If AI assistance is required, organizations should use systems that enforce data redaction, access controls, and policy enforcement before data leaves their environment.
- Automatically redact sensitive fields before sending data to AI models
- Prevent unauthorized data from being entered into external tools
- Maintain audit logs and visibility into how data is used
- Ensure compliance with frameworks like GDPR, CCPA, and SOC 2
Platforms like Wald are designed to enable safe AI usage by ensuring sensitive data never leaves your control unprotected.
How Wald.ai handles this safely
Wald adds a governance layer to AI usage, helping organizations monitor and control how sensitive data like Expense Reports is shared.
AI DLP
Identifies Expense Reports in context and enables teams to:
- Observe AI usage
- Detect sensitive data in prompts
- Allow, warn, or block actions
- Maintain audit logs
LLM Pack
Provides controlled access to multiple AI models (ChatGPT, Claude, Grok, and others) through a single governed environment.
- Centralized model access
- Policy enforcement
- Usage visibility
- Auditability
Frequently Asked Questions
Is it safe to share Expense Reports with ChatGPT?

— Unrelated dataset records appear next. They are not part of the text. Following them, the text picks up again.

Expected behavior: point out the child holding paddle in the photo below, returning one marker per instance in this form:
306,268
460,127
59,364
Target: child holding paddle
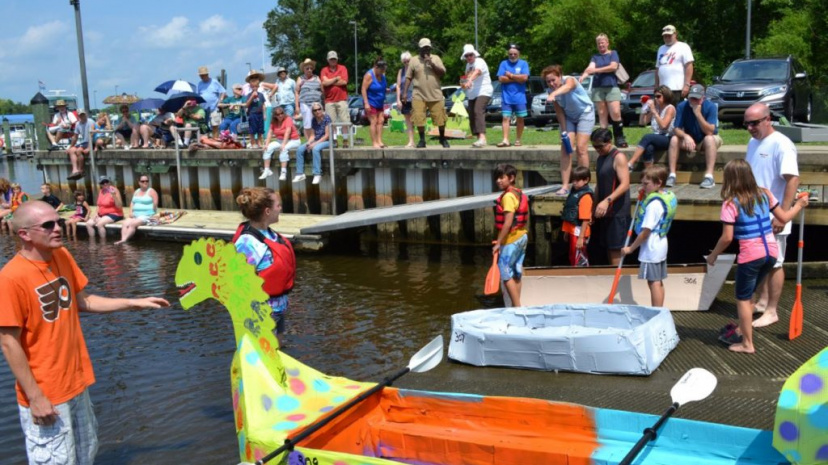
577,215
652,222
511,219
745,216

In most cases, no. Sharing Expense Reports with ChatGPT introduces unnecessary exposure risk and is generally discouraged unless strong governance controls are in place.
What happens when Expense Reports is entered into ChatGPT?
The data is transmitted to the AI provider's infrastructure for processing. Depending on the service and configuration, it may be temporarily stored, logged, or retained for security and operational purposes.
Can ChatGPT retain Expense Reports after a conversation ends?
ChatGPT providers may temporarily retain prompts and responses for security, abuse monitoring, or operational purposes. Depending on the platform and settings, Expense Reports may remain stored beyond the immediate session. In some cases, submitted data may be retained for up to 30 days before deletion. Organizations should assume that any sensitive information shared with AI systems could persist beyond the active conversation.
Does ChatGPT train on Expense Reports?
Some AI providers allow organizations to disable training on submitted data, while others may use interactions to improve services. Even when training is disabled, Expense Reports may still be processed, logged, or retained according to provider policies.
What happens if Expense Reports is accidentally shared with ChatGPT?
Once submitted, organizations may have limited visibility into how the information is retained, processed, or accessed. The appropriate response depends on the sensitivity of the data, internal policies, and incident response procedures.
Why do traditional DLP solutions struggle to identify Expense Reports in AI prompts?
Traditional DLP tools rely heavily on pattern matching and predefined rules. AI prompts often contain fragmented, transformed, or contextual information that can be difficult to classify accurately. Context-aware AI DLP solutions can evaluate surrounding context to better distinguish between similar data types and reduce false positives and false negatives.